"The goat had a goatee, horns, and a long-haired silver torso. Its head and neck were streaked with several colors of paint, as though it had put on makeup while drunk. Not only that-there was a black-and-white rubber tire around its middle. Standing before the goat, I felt as if I were having the worst or best possible dream, and, to steady myself, I read the wall label."
"(I learned later that, in his twenties, he'd changed his name from Milton to Robert, because he liked the approachable sound of "Bob.") Who was this man? And what did the word "monogram" mean in this context, or in any context? I remember perspiring, not because the museum was too hot but because something was happening to me: an aesthetic experience I did not understand was changing my body temperature, changing my mind."
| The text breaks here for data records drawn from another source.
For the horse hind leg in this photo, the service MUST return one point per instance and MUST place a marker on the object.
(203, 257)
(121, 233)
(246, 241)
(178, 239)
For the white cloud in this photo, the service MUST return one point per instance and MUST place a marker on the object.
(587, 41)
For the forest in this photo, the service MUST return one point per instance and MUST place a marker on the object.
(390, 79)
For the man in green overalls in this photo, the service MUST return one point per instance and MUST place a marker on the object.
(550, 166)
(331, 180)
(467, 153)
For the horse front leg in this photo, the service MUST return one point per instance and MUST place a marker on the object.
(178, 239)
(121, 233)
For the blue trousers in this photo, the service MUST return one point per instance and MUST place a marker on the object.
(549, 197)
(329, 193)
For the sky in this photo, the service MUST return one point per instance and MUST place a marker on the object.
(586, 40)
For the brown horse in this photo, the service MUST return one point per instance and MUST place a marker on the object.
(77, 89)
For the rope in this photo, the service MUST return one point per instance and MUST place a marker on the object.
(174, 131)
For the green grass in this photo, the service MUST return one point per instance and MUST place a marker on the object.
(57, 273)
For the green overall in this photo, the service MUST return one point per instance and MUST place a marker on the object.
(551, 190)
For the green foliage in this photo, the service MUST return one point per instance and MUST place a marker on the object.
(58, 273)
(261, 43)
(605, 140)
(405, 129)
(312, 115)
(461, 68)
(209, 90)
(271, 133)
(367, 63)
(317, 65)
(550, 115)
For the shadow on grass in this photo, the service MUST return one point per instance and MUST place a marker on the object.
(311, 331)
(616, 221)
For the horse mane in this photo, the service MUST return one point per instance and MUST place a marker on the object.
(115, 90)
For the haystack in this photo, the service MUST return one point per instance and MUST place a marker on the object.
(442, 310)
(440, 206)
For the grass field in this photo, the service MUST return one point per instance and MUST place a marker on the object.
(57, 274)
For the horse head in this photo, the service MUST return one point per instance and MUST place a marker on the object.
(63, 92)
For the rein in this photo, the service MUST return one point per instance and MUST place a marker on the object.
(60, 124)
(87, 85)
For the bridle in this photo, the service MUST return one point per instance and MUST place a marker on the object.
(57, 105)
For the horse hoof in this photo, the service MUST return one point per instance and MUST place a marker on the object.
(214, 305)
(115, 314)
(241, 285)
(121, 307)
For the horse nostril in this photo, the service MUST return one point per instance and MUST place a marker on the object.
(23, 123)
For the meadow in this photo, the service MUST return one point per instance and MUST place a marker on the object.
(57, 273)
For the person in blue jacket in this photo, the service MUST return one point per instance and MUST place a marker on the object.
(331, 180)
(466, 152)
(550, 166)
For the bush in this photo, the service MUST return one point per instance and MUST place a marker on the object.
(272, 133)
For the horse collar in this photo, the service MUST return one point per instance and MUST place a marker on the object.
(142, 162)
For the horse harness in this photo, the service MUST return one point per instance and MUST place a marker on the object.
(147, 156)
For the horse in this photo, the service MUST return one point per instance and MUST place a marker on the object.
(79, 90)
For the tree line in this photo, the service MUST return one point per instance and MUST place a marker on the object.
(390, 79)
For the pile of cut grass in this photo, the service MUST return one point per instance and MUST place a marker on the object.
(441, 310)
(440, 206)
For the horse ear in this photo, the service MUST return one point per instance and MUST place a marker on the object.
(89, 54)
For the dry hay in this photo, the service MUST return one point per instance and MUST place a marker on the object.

The narrator frequented the Museum of Modern Art in the mid-1970s while attending the High School for Performing Arts near West Forty-sixth Street and living in Brooklyn. Visits included Manhattan landmarks such as the Gotham Book Mart and encounters with various art forms. A pivotal experience occurred upon seeing Robert Rauschenberg's Monogram: a stuffed goat with painted streaks, long silver hair, and a black-and-white rubber tire around its middle. The work produced a visceral, destabilizing reaction that altered body temperature and perception. The narrator later learned that Rauschenberg had changed his name from Milton to Robert in his twenties.